Thursday evening, shortly before five. After the crossing from Mallorca, I radio Ciutadella’s marinas. I am met with sheer horror. At 11.99 metres, my ship is too long for our port, says Ports IB. You have to show a Coronatest, says Club Nautico, we haven’t received a tourist ship for weeks. Finally, because it’s probably closing time at five o’clock, they send me to anchor in Cala Degollador, a narrow bay next to the harbour.
There, the wind freshens the next morning and shifts crosswise. Reykja approaches the side rocks close enough to touch. Panically I haul in the stern and bow anchors, escape the trap, drift in increasingly choppy seas and make one last desperate attempt over the radio. And surprise, surprise: this time Ports IB speaks good English. At first the official scolds me that Corona times are not ment to be the time for tourism. When I suggest I could sail back to Mallorca, he lets me land. There’s no more talk of a PCR test, I’ve been on the neighbouring island for months, and Reykja’s length is suddenly fully suitable for the marina.
A clear feeling: this is the right place for me. It sets in after a few steps in the harbour of Ciutadella and will not leave me again for the following weeks. If Mallorca was a huge, pulsating urban centre for long stretches, Menorca is the full province. Stylish province in Ciutadella: palaces, a Gothic cathedral, two huge squares, old houses, narrow streets. Then, outside the city, lush green, hilly and very stony. Mortarless walls criss-cross endless pastures with cows. A piece of England in the middle of Spain.
For me, Menorca is the island of stones, limestones to be precise. Only two capes, which I later round, are spectacularly made of red slate. The Roman army already employed local Menorcans who could sling stones so effectively. And their ancestors built an entire culture out of stones. For them, the hour of my mountain folding bike has come: around seventy sites of the Talyot megalithic culture on Menorca are known. A journey of discovery begins.

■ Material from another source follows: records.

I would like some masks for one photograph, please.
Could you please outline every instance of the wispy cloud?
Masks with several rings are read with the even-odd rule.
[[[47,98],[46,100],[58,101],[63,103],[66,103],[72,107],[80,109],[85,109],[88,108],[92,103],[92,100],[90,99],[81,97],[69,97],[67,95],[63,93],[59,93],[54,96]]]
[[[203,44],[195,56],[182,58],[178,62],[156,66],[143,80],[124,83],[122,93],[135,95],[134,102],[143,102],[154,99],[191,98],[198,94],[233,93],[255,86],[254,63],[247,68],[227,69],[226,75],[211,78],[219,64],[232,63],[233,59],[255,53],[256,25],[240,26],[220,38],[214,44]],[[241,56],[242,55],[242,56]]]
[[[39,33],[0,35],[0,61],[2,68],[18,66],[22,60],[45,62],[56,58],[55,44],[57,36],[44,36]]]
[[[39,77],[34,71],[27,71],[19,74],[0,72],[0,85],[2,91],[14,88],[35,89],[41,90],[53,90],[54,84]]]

No two sites are alike. Torretrencada: I am amazed at the round ground plans of the stone houses. Everything seems harmonious. Why do our cities consist of corners and edges? Son Catlar: An intact protective wall full of military secrets. There are extra thin places to escape, or to spy on the besieger at night. At the entrance, the wall curves inwards so that it can be shot at from the side by watchtowers. Torrellafuda: A taula under olive trees, standing menhirs as heavy as murder, which no one would lift voluntarily today. Can I understand why people did this three thousand years ago? Today’s place has changed. The olive grove did not exist then. The stones were removed and moved by farmers for centuries for their own building projects. Nothing is as it was. And yet: something is there.
On the north coast, I anchor at fabulously beautiful beaches, Cala des Algayerens, for example, and in the inlet of Cala Fornells. I can safely weather a day of strong winds with gusts of around 8 Bf on a long chain. The Cala de Addaya praised in the Pilot Guide, on the other hand, seems much too narrow for anchoring in strong easterly winds. Isla Colom in the east offers good protection, but it gets rocky there when the swell comes from the north.